Distributed Locking — Solving Race Conditions in Distributed Systems with Redis and .NET 10
Posted on: 4/25/2026 2:12:07 AM
Table of contents
- Table of Contents
- 1. Race Conditions in Distributed Systems
- 2. What is a Distributed Lock and Why Do You Need One?
- 3. Redis Distributed Lock — From SETNX to Redlock
- 4. The Redlock Algorithm in Detail
- 5. Implementing Distributed Locks with .NET 10
- 6. PostgreSQL Advisory Lock — An Alternative Approach
- 7. Fencing Tokens — Solving the Split-brain Problem
- 8. Performance Comparison Across Solutions
- 9. Anti-patterns and Common Mistakes
- 10. Production-ready Patterns
Table of Contents
- 1. Race Conditions in Distributed Systems
- 2. What is a Distributed Lock and Why Do You Need One?
- 3. Redis Distributed Lock — From SETNX to Redlock
- 4. The Redlock Algorithm in Detail
- 5. Implementing Distributed Locks with .NET 10
- 6. PostgreSQL Advisory Lock — An Alternative Approach
- 7. Fencing Tokens — Solving the Split-brain Problem
- 8. Performance Comparison Across Solutions
- 9. Anti-patterns and Common Mistakes
- 10. Production-ready Patterns
1. Race Conditions in Distributed Systems
Imagine your e-commerce system has 3 instances running concurrently. A product has only 1 unit left in stock, but 2 purchase requests arrive simultaneously on 2 different instances. Both read stock = 1, both decrement to stock = 0, and you end up selling 2 units when you only had 1.
This is a race condition — and it happens far more often than you'd think in distributed environments.
sequenceDiagram
participant I1 as Instance 1
participant DB as Database
participant I2 as Instance 2
I1->>DB: SELECT stock WHERE id=1
I2->>DB: SELECT stock WHERE id=1
DB-->>I1: stock = 1
DB-->>I2: stock = 1
I1->>DB: UPDATE stock = 0
I2->>DB: UPDATE stock = 0
Note over DB: ⚠️ Sold 2 items, only 1 in stock!
In a monolith, you can use C#'s lock statement or Java's synchronized. But when your system is distributed across multiple processes on different servers, you need an external locking mechanism visible to all instances — that's a Distributed Lock.
2. What is a Distributed Lock and Why Do You Need One?
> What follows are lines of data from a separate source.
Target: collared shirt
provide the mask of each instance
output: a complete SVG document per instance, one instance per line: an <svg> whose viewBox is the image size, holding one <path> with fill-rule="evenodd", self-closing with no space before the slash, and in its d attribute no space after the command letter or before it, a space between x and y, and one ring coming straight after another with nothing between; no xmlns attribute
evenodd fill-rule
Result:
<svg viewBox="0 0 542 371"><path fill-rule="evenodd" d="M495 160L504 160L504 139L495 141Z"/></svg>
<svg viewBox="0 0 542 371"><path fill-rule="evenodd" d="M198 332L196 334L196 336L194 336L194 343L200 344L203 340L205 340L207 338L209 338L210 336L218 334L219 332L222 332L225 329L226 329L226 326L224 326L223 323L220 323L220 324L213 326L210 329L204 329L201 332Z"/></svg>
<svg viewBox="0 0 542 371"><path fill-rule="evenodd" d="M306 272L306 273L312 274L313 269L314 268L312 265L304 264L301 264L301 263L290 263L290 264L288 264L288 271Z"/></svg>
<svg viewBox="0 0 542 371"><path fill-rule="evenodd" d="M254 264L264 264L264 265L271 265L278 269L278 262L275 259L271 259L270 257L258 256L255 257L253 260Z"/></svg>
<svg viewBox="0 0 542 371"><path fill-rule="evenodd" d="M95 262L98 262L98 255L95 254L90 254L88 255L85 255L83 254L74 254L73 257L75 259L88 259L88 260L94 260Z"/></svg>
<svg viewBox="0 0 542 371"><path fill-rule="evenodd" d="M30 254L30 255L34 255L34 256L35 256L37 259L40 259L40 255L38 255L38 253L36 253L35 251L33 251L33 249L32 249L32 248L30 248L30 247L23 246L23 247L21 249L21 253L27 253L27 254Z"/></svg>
A Distributed Lock ensures that at any given time, only one process can execute a piece of code or access a specific resource, regardless of which server that process is running on.
Three Core Properties of a Distributed Lock
Safety (Mutual Exclusion): At most one client holds the lock at any time.
Liveness (Deadlock-free): Even if the lock holder crashes, the lock must eventually be released.
Fault Tolerance: The lock continues to function when parts of the system fail.
Common Use Cases
| Use Case | Description | Consequence Without Lock |
|---|---|---|
| Inventory deduction | Decrement stock on purchase | Overselling beyond available stock |
| Scheduled jobs | Run cron job once across multiple instances | Duplicate emails, incorrect calculations |
| Rate limiting | Enforce request limits in sliding window | Quota bypass, API abuse |
| Leader election | Select one node as leader for task processing | Split-brain, inconsistent data |
| Payment processing | Ensure transaction idempotency | Double charges, financial loss |
| Cache stampede prevention | Single request rebuilds cache on expiry | Database overload (thundering herd) |
3. Redis Distributed Lock — From SETNX to Redlock
3.1 The Simple Approach: SET NX EX
Redis provides the atomic command SET key value NX EX timeout — sets the key only if it doesn't exist, with automatic expiration:
# Acquire lock
SET order:lock:12345 "instance-1-uuid" NX EX 30
# Release lock (only release if correct owner)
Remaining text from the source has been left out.